Tom’s cousin, Willie McNamara, was the first-ever golf professional at Lahinch from 1899-1927 and another cousin, John, was the first professional at Limerick GC (founded in 1891). Both Willie and John were highly-regarded as ’crack’ players, teachers and club makers.  

After starting out as a caddie, Tom McNamara worked as a teaching professional in Boston until one day a stroke of luck landed him a plumb job as a salesman for Wanamaker’s, a New York department store that controlled the golf wholesale business in America, as well as having the most-in-demand, retail postal sales business.  

Golf professionals all over America were opening shops a dime a dozen at the new Country Clubs that were springing up like mushrooms and it was to Wanamaker’s they turned for their supplies of handmade equipment, which was imported (prepaid) in large quantities from Scotland.  

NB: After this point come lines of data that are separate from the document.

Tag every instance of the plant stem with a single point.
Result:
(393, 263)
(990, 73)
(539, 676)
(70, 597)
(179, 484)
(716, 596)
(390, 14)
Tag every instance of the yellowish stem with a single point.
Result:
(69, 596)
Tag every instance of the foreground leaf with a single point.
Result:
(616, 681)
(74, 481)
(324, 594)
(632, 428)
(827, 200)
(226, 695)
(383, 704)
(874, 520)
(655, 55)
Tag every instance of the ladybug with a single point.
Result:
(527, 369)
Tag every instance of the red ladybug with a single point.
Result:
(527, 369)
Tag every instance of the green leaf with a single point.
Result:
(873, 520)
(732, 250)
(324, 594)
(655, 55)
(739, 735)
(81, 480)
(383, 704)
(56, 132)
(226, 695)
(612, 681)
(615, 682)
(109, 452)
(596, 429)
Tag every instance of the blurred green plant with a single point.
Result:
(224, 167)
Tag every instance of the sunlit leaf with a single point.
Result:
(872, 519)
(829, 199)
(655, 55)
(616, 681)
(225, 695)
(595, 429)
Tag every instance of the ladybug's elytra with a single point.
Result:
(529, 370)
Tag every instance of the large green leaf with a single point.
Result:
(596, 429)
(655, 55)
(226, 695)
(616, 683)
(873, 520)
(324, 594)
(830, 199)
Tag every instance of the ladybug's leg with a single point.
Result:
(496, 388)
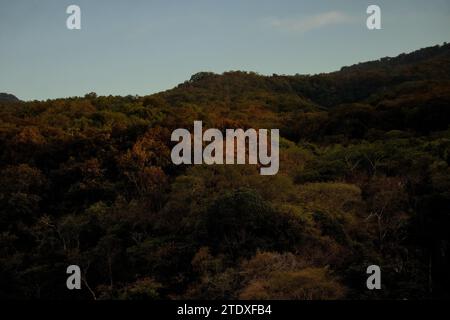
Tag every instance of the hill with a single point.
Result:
(364, 179)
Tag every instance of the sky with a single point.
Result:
(146, 46)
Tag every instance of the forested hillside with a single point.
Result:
(364, 179)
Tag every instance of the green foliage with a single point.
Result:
(364, 179)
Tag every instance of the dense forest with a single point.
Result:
(364, 179)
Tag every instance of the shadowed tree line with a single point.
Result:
(364, 179)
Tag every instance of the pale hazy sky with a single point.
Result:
(141, 47)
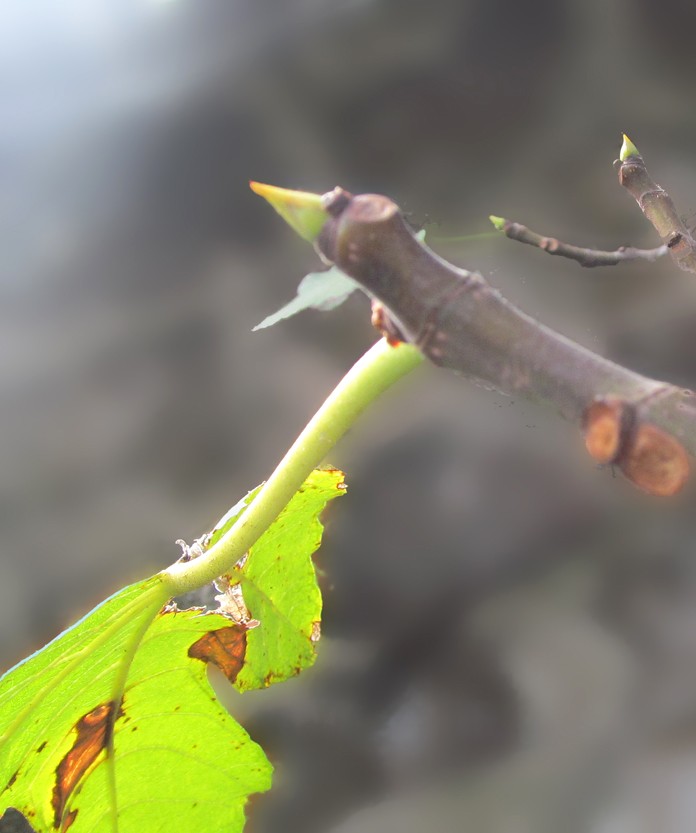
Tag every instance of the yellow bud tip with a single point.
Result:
(301, 210)
(628, 149)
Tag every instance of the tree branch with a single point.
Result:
(657, 206)
(460, 322)
(584, 256)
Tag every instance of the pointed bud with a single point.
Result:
(303, 211)
(628, 149)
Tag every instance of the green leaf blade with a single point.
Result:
(317, 290)
(280, 587)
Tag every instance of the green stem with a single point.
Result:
(373, 374)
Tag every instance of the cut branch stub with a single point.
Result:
(649, 457)
(657, 206)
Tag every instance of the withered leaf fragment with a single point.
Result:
(93, 732)
(225, 648)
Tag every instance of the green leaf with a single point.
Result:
(114, 727)
(317, 290)
(280, 587)
(278, 584)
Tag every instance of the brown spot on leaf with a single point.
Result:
(225, 648)
(655, 461)
(93, 732)
(382, 321)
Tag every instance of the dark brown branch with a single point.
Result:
(657, 206)
(584, 256)
(460, 322)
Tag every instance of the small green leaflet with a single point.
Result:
(318, 290)
(113, 726)
(278, 583)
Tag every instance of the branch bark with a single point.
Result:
(460, 322)
(657, 206)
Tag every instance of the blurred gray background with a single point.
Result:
(510, 632)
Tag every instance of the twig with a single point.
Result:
(584, 256)
(460, 322)
(657, 206)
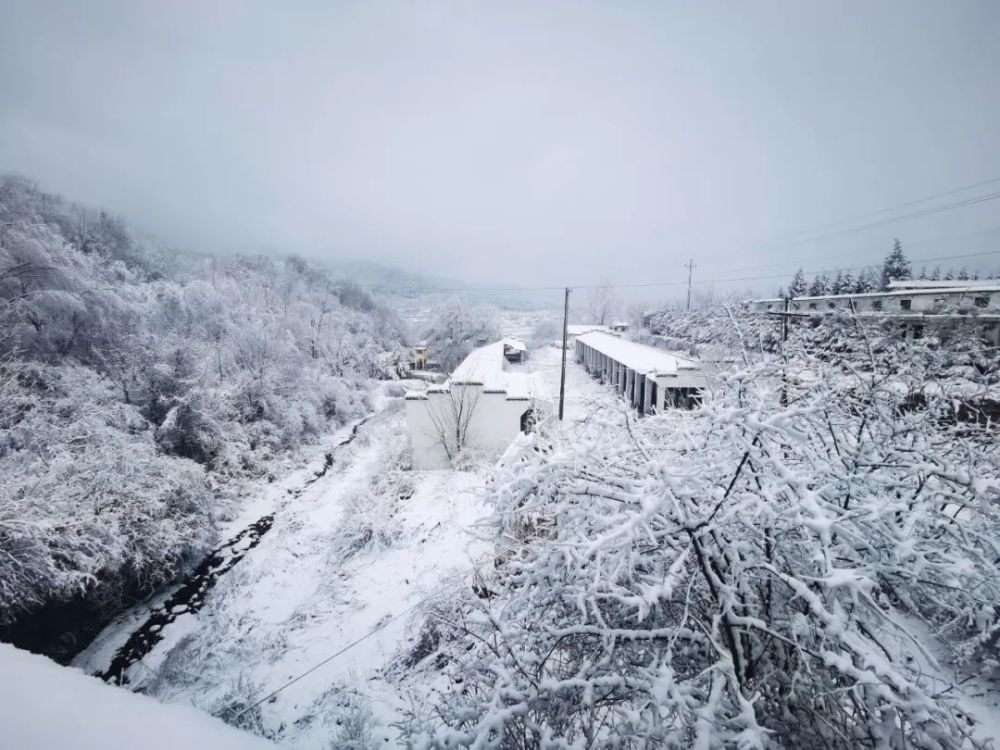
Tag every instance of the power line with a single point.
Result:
(342, 651)
(923, 212)
(915, 215)
(898, 206)
(909, 244)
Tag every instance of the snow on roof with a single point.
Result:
(44, 705)
(890, 293)
(483, 366)
(487, 366)
(950, 284)
(638, 357)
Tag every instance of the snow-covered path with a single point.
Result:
(347, 554)
(343, 572)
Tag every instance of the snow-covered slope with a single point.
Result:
(47, 707)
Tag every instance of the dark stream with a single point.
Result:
(63, 629)
(190, 597)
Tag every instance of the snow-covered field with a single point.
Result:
(336, 587)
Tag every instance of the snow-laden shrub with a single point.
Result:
(762, 573)
(356, 725)
(371, 507)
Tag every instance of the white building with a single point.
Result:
(915, 304)
(482, 407)
(649, 379)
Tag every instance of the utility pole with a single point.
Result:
(784, 355)
(689, 266)
(562, 375)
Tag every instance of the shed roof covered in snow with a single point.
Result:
(578, 329)
(487, 367)
(638, 357)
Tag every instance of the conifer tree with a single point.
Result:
(798, 287)
(896, 266)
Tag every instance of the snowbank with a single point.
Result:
(43, 705)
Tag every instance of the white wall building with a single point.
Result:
(649, 379)
(482, 407)
(914, 304)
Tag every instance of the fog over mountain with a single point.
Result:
(514, 142)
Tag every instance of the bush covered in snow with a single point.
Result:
(370, 523)
(130, 375)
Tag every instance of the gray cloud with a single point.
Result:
(512, 142)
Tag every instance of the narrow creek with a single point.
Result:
(189, 597)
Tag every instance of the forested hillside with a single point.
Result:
(809, 559)
(139, 387)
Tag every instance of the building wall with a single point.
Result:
(493, 423)
(637, 387)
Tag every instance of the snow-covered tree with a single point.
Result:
(764, 572)
(820, 285)
(798, 286)
(457, 329)
(603, 303)
(896, 266)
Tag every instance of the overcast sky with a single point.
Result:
(536, 142)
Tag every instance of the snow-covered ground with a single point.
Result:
(47, 706)
(336, 586)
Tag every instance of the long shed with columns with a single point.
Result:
(649, 379)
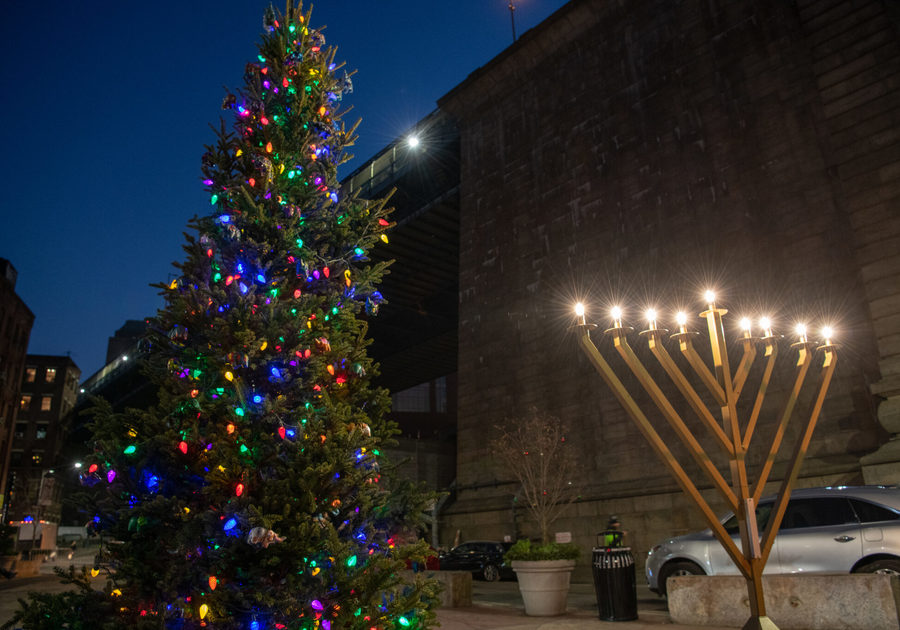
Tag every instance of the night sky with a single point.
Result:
(106, 111)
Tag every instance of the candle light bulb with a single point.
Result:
(616, 313)
(579, 312)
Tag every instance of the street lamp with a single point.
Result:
(733, 434)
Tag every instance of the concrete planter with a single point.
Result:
(544, 585)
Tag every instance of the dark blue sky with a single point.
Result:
(106, 110)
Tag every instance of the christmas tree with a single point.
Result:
(252, 496)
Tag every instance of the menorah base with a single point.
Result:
(759, 623)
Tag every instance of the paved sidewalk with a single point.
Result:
(497, 605)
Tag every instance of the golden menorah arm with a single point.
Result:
(771, 353)
(672, 417)
(800, 449)
(662, 451)
(804, 359)
(689, 393)
(708, 378)
(740, 376)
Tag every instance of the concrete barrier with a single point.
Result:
(457, 586)
(793, 602)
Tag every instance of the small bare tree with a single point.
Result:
(535, 451)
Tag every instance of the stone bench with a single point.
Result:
(793, 602)
(457, 586)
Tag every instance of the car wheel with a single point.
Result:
(490, 573)
(678, 568)
(886, 566)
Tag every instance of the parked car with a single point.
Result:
(824, 530)
(483, 558)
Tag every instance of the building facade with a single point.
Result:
(36, 470)
(15, 329)
(638, 154)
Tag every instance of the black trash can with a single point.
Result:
(614, 582)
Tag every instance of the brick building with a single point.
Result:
(49, 392)
(15, 328)
(640, 153)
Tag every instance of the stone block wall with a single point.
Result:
(638, 154)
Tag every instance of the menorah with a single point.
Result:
(734, 435)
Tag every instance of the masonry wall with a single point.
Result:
(639, 153)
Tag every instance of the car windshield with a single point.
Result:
(762, 517)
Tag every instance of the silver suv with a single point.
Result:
(824, 530)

Wanamaker’s was also responsible for starting the PGA of America. In 1916, Tom McNamara was instructed to invite all of the leading golf professionals and leading amateurs to a meeting in New York to push the idea of creating an ‘association.’ It was felt that an organised structure would help to grow the game and create more customers for his employers.  

The idea of a PGA Championship was mooted from the floor by (ironically) one of the amateurs in attendance and Wanamaker’s embraced the idea, undertaking to guarantee the prize fund. As one of the founding members of the PGA of America, McNamara travelled the length and breadth of the country playing in tournaments, promoting the PGA and the Wanamaker Company. He won the prestigious Philadelphia Open in 1914 and 1915 and the Metropolitan Open in 1912 – both equivalent to majors in their day. He also won the Western Open in 1915, second only in importance to the US Open.  

What makes Tom McNamara’s golf career remarkable was his three runner-up finishes in the US Open and a third place finish behind the winner, Walter Hagen, in 1919. In 1909, McNamara was among the first golfers born in the USA to make a strong challenge in the US Open when he finished runner-up to Englishman, George Sargent at Englewood, shooting an almost unheard of 69 in the second round. Tom was also second to the amateur, Jerome Travers in 1915, which meant he took the winner’s cheque. There’s a question for a quiz in Ennistimon: When did a Clare man claim the winner’s prize in the US Open? Answer: 1915, Tom McNamara!    

Wanamaker’s decision not to get involved in manufacturing was the reason why they gradually lost their controlling grip on the golf business in the USA. In 1924, Tom McNamara made yet another shrewd career move when he joined the Wilson Sporting Goods Company to manage their burgeoning golf business, and what an outstanding success he made of that too!